Abstract

Some potentially dangerous diseases are completely asymptomatic. Their diagnosis as incidental findings of ever-more-sensitive medical imaging can leave patients and physicians in something of a quandary. The patient feels well, and potential interventions to stave off long-term deterioration or death bring with them immediate risks. We discuss the use of a Markov Decision Process (MDP) model (rather than Monte Carlo simulation of a Markov Model) to create a tool for analyzing individual treatment decisions for asymptomatic chronic diseases where a patient’s condition cannot improve. We formulate a finite-horizon MDP model to determine optimal treatment plans and discuss three distinct optimality criteria: (a) maximizing expected quality-adjusted-life years with and without discounting, (b) maximizing the expected number of life years in good health, and (c) maximizing the expected utility for number of years in good health.
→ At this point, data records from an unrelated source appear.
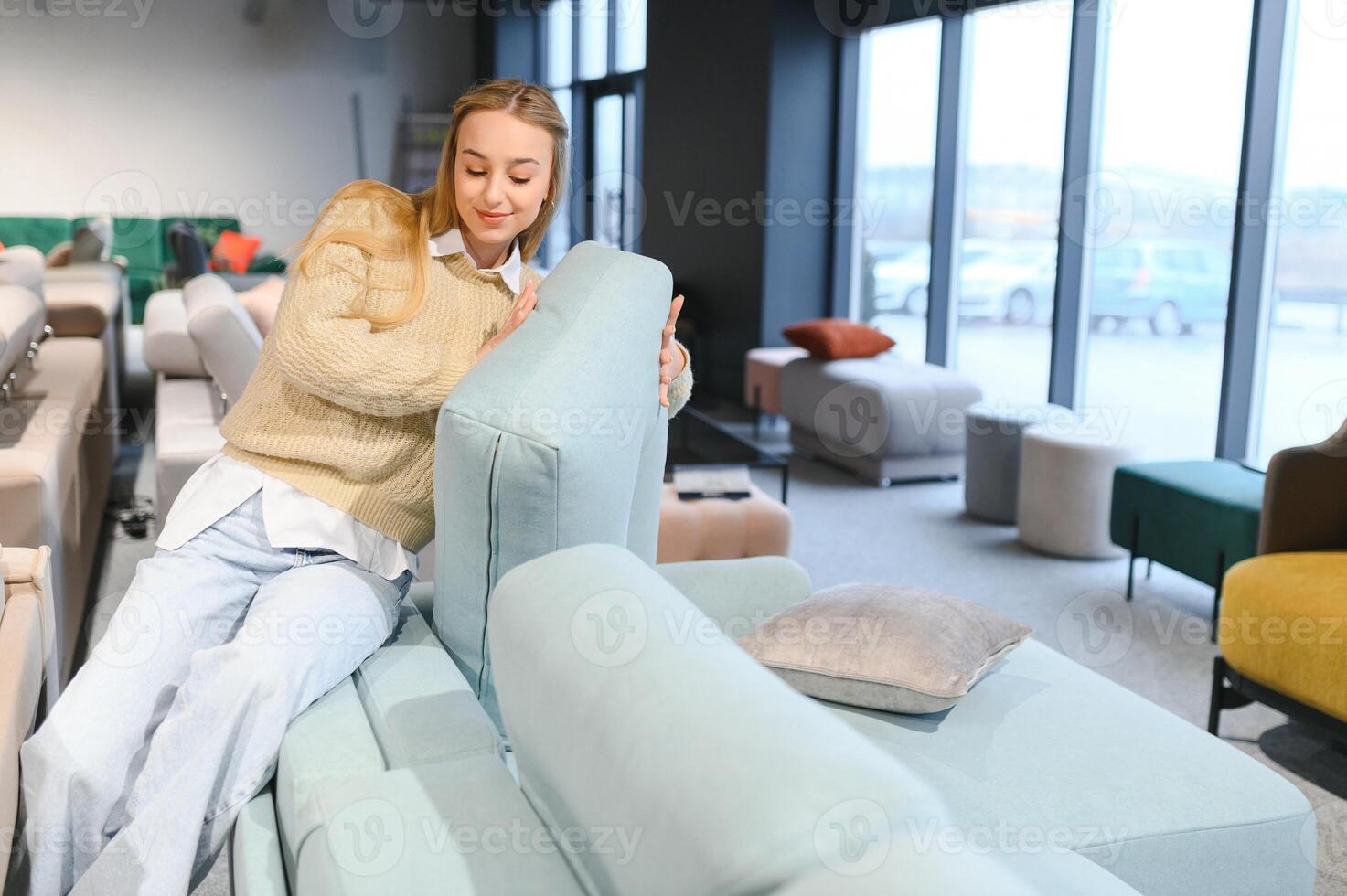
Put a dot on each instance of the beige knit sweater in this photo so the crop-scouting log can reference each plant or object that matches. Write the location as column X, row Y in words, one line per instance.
column 347, row 414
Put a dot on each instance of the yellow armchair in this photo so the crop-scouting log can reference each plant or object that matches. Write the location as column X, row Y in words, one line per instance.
column 1283, row 625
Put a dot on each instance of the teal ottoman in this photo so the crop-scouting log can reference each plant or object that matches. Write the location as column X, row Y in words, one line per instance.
column 1199, row 517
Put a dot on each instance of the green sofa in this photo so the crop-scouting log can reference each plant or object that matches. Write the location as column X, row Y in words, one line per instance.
column 1199, row 517
column 142, row 241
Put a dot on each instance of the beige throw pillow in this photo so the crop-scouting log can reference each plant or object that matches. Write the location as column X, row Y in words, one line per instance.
column 900, row 650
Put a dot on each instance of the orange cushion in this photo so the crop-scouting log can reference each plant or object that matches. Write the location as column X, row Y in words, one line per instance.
column 831, row 338
column 233, row 252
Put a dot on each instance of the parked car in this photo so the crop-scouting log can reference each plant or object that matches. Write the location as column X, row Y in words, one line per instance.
column 1013, row 283
column 900, row 284
column 1170, row 283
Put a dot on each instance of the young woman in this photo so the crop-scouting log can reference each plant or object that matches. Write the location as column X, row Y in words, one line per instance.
column 283, row 560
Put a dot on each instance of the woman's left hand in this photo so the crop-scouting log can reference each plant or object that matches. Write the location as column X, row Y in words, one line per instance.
column 671, row 358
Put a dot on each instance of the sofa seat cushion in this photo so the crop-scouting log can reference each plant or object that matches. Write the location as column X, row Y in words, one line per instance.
column 22, row 317
column 461, row 827
column 69, row 367
column 168, row 347
column 1050, row 750
column 187, row 435
column 80, row 307
column 882, row 418
column 40, row 500
column 26, row 634
column 406, row 706
column 720, row 528
column 1281, row 625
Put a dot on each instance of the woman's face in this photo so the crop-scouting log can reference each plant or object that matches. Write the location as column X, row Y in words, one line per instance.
column 504, row 166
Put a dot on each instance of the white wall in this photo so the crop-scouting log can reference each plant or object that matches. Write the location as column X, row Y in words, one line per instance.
column 184, row 107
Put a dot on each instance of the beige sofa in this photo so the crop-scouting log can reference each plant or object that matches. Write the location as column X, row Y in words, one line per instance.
column 56, row 457
column 202, row 346
column 27, row 623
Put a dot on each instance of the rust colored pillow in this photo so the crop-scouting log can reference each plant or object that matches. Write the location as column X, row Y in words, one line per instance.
column 233, row 252
column 833, row 338
column 262, row 301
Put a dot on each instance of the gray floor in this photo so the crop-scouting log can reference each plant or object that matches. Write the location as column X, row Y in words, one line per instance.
column 846, row 531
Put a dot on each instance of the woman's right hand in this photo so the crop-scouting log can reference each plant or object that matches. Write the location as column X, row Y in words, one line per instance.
column 523, row 304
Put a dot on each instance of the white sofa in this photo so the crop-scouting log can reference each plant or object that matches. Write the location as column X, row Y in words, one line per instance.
column 56, row 458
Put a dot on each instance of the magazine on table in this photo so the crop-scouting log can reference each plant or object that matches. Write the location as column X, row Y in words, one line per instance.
column 711, row 481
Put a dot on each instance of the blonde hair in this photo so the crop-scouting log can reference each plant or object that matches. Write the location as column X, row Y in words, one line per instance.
column 434, row 209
In (c) we assume exponential utility and consider different risk aversion factors reported in the medical literature. We illustrate the model’s use by considering asymptomatic intracranial aneurysm. Our model builds on a simulation model [19] created to examine treatment recommendations based on cost-effectiveness. We demonstrate that incorporating risk aversion leads to “no treatment” recommendations for some types of aneurysm. Furthermore, the use of alternate patient-selected criteria leads to recommendations that vary from [19] in several scenarios. We also discuss the use of the software as a decision support tool to help make individualized treatment recommendations and demonstrate that the computational performance of the algorithm makes its use feasible during a short office visit.